Issue: Backend won't start

  • Solution: Check that PostgreSQL and Redis containers are running
  • Verify DATABASE_URL in .env matches Docker Compose configuration

Issue: Repository processing fails

  • Solution: Check repository URL is valid and accessible
  • For private repos, ensure GitHub token has correct permissions
  • Check worker container logs: docker-compose logs worker

Issue: Frontend can't connect to backend

  • Solution: Verify Next.js rewrite configuration in next.config.ts
  • Ensure backend container is named app in Docker Compose

Issue: Rate limit errors from GitHub API

  • Solution: Add a GitHub Personal Access Token to .env
  • Token increases rate limit from 60 to 5000 requests/hour

🚧 Roadmap

Backend

  • Implement exponential backoff for GitHub API rate limits
  • Add automatic retry mechanism for failed repositories
  • Horizontal scaling with multiple workers
  • Redis caching for leaderboard results
  • Structured logging and monitoring

Frontend

  • WebSocket integration for real-time updates (replace polling)
  • Enhanced UI/UX improvements
  • Export leaderboard data (CSV/JSON)
  • Advanced filtering and search
  • Pagination for large datasets

📝 License

This project is open source and available under the MIT License.

🤝 Contributing

Contributions are welcome! Please feel free to submit a Pull Request.

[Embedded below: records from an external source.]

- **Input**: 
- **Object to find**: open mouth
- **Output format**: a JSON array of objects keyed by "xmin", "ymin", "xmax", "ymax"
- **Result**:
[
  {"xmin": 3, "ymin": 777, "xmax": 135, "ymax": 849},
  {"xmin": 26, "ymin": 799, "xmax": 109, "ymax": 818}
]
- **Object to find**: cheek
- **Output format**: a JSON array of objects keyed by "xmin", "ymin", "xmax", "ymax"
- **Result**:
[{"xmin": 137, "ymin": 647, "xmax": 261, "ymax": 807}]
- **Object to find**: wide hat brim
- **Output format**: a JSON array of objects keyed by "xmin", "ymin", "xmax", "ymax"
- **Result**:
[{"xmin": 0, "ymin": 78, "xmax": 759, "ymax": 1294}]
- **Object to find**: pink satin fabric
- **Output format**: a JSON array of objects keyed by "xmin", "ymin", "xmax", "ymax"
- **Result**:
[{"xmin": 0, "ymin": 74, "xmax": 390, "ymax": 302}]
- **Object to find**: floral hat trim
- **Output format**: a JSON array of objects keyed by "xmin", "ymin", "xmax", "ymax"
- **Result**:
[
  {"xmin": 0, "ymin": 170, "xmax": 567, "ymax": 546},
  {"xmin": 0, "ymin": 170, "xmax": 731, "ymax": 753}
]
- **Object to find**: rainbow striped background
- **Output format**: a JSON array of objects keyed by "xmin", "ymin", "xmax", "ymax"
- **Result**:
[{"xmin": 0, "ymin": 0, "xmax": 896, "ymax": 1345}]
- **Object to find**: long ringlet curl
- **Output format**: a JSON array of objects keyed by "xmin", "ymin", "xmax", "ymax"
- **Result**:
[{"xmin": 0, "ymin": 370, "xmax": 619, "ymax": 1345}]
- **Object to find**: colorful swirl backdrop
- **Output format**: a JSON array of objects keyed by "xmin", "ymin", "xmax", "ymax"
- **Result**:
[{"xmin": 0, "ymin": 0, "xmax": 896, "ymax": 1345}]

🚀 Image Building & Deployment

This repository handles image building only. Deployment is handled by the infrastructure repository.

Building Images

Images are automatically built and pushed to GCP Artifact Registry when you create a git tag:

# Create a service-specific tag
git tag api-v1.2.3
git tag commit-worker-v1.5.0
git tag user-worker-v2.0.1

# Push tags to trigger builds
git push origin --tags

Tag Format

  • Format: <service>-v<version>
  • Services: api, commit-worker, user-worker
  • Version: Semantic versioning (e.g., 1.2.3)

Workflow

  1. Tag created → GitHub Actions workflow triggers
  2. Image built → Docker image built from Dockerfile
  3. Image pushed → Pushed to Artifact Registry
  4. Deployment triggered → Automatically triggers deployment in infra repo

Dockerfiles

Dockerfiles are located in:

  • backend/Dockerfile.prod - API service
  • backend/Dockerfile.cloudrun-commit-worker - Commit worker
  • backend/Dockerfile.cloudrun-user-worker - User worker

📚 Additional Documentation

👤 Author

Alex Martinez


Note: This application processes repositories asynchronously. Large repositories may take several minutes to process. The frontend automatically polls for status updates and will display results when processing completes.